A blog for the enterprise open source community
Where the GPL FailsRaven Zachary, May 15, 2006 @ 12:24 pm ET
The Kororaa project, a binary installation of Gentoo Linux, has received a note that it may be in violation of the GPL, as the project includes proprietary binary video drivers from ATI and NVIDIA along with the Linux kernel, released under the GPL. The post on the Kororaa site does not indicate whether the note was sent by the Free Software Foundation (FSF), but I suspect it was just a member of the community who believed that she or he was doing the proper duty as a member of the open source community.
News.com had a piece about the issue of proprietary software within Linux last month entitled “New Linux look fueled old debate“. In the article, I was quoted as saying “If Linux expects broader vendor support, the community needs to capitulate to proprietary software involvement,” which I still firmly believe.

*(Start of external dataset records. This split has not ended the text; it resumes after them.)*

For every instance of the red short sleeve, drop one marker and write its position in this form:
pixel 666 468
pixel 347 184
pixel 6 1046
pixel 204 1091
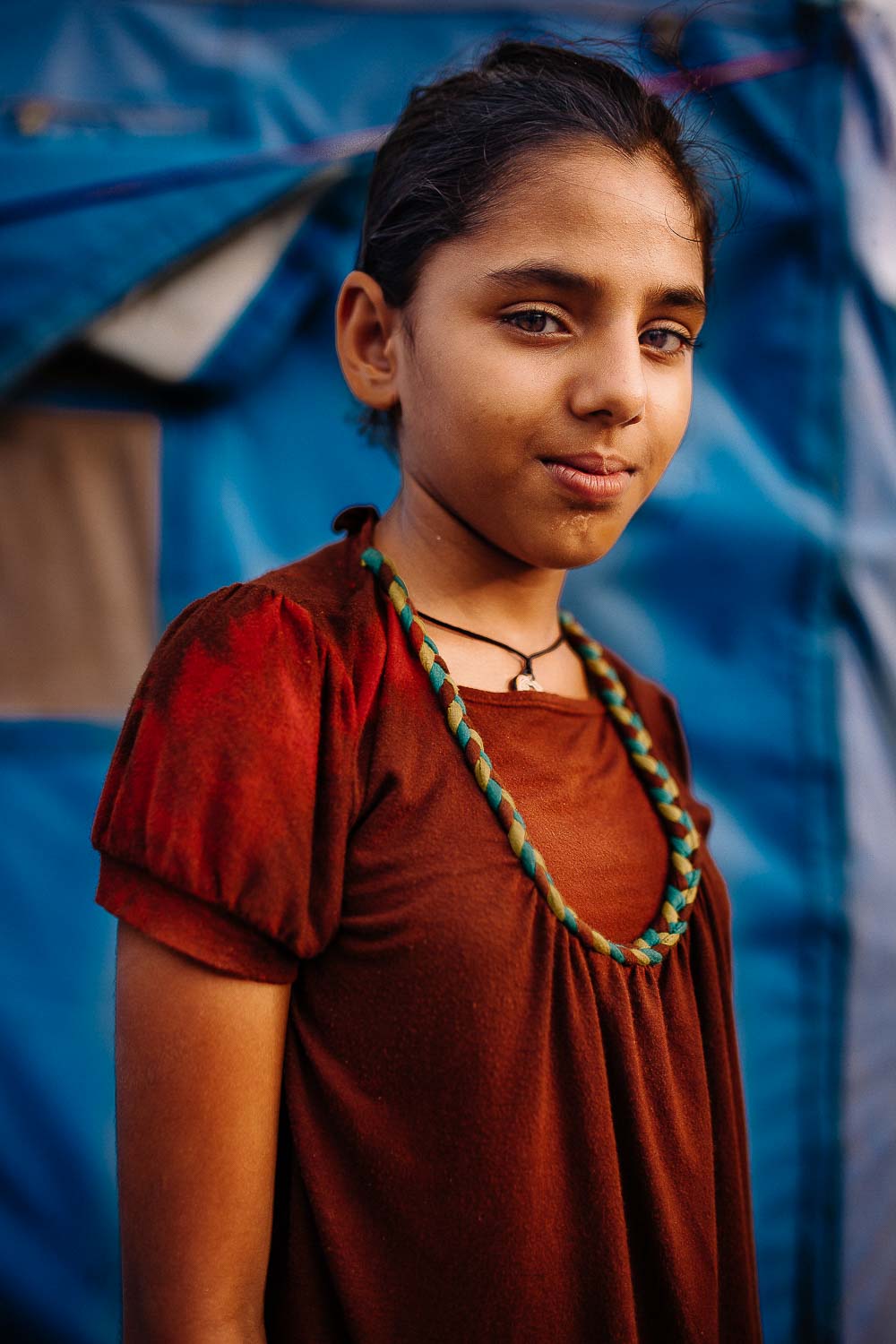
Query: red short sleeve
pixel 225 817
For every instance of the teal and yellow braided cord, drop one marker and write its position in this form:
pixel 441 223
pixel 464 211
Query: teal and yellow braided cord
pixel 683 878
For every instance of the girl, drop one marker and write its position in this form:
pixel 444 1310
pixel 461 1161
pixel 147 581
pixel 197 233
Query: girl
pixel 424 1005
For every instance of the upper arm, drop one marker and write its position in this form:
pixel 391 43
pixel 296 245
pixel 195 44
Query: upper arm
pixel 198 1081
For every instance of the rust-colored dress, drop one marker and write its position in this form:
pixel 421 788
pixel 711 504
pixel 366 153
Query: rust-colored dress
pixel 489 1133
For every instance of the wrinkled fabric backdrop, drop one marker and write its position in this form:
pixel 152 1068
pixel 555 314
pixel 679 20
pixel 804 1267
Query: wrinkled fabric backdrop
pixel 180 194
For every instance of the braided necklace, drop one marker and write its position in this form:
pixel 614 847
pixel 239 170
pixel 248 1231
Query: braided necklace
pixel 683 878
pixel 524 680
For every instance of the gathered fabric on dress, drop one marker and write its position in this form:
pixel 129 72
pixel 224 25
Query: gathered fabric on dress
pixel 489 1132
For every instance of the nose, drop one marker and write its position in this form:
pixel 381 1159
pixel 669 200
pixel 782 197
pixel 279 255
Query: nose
pixel 608 382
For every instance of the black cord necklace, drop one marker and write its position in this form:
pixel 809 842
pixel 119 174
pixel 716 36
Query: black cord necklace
pixel 524 680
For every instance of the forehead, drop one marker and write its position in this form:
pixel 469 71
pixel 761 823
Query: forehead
pixel 605 214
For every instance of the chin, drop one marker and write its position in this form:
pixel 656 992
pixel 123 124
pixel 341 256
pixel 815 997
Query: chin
pixel 575 543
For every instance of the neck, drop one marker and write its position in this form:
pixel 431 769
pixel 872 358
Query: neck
pixel 458 575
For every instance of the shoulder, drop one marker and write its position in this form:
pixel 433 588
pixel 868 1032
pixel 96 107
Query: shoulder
pixel 659 711
pixel 308 623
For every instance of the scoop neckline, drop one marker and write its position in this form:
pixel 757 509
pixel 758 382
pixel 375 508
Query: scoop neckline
pixel 587 707
pixel 683 878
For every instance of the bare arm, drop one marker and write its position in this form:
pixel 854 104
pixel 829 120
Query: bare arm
pixel 198 1077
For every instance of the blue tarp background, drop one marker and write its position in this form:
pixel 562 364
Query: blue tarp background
pixel 731 585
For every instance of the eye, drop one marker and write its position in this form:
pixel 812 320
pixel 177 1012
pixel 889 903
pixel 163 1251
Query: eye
pixel 532 320
pixel 669 341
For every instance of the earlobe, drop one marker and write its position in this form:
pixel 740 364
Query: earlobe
pixel 366 327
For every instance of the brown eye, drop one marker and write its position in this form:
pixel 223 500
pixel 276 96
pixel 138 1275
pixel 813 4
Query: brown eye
pixel 669 341
pixel 530 320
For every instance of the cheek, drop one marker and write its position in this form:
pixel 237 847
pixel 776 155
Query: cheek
pixel 478 379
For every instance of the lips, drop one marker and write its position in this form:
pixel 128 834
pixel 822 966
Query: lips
pixel 594 464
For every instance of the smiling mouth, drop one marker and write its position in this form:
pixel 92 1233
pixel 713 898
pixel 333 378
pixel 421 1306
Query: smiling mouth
pixel 591 464
pixel 591 480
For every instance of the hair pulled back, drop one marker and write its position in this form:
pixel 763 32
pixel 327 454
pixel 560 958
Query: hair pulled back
pixel 450 153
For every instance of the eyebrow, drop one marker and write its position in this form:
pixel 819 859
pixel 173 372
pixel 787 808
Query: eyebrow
pixel 557 277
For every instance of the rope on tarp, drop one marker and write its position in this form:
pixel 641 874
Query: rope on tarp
pixel 351 144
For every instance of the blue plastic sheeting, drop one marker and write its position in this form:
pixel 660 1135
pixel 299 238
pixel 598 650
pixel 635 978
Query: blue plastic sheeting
pixel 728 585
pixel 58 1261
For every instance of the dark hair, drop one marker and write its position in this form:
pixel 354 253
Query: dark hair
pixel 449 155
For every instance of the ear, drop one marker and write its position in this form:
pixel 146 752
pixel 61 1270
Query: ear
pixel 366 340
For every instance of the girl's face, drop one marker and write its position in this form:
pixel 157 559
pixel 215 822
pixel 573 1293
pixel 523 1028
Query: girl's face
pixel 549 346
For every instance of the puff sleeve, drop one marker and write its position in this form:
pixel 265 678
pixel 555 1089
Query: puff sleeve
pixel 225 816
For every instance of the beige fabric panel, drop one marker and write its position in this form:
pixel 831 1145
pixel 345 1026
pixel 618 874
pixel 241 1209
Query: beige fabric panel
pixel 78 559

What does the Linux community want more – proprietary hardware support or strict licensing requirements? Without proprietary video drivers, Linux has limited chance of being a platform for graphics-intensive applications. Sure, community drivers can be developed, but not for the high-end market. ATI and NVIDIA risk competitive exposure by releasing their drivers as open source. For them, Linux is a business opportunity, and the Linux community should be pleased that they are writing drivers at all, even if they are only available in binary format.
Open source is not an all-or-nothing proposition in 99.9% of the cases I’ve seen. Where it is strict, tends to be politically or philosophically motivated by the individual, not the enterprise.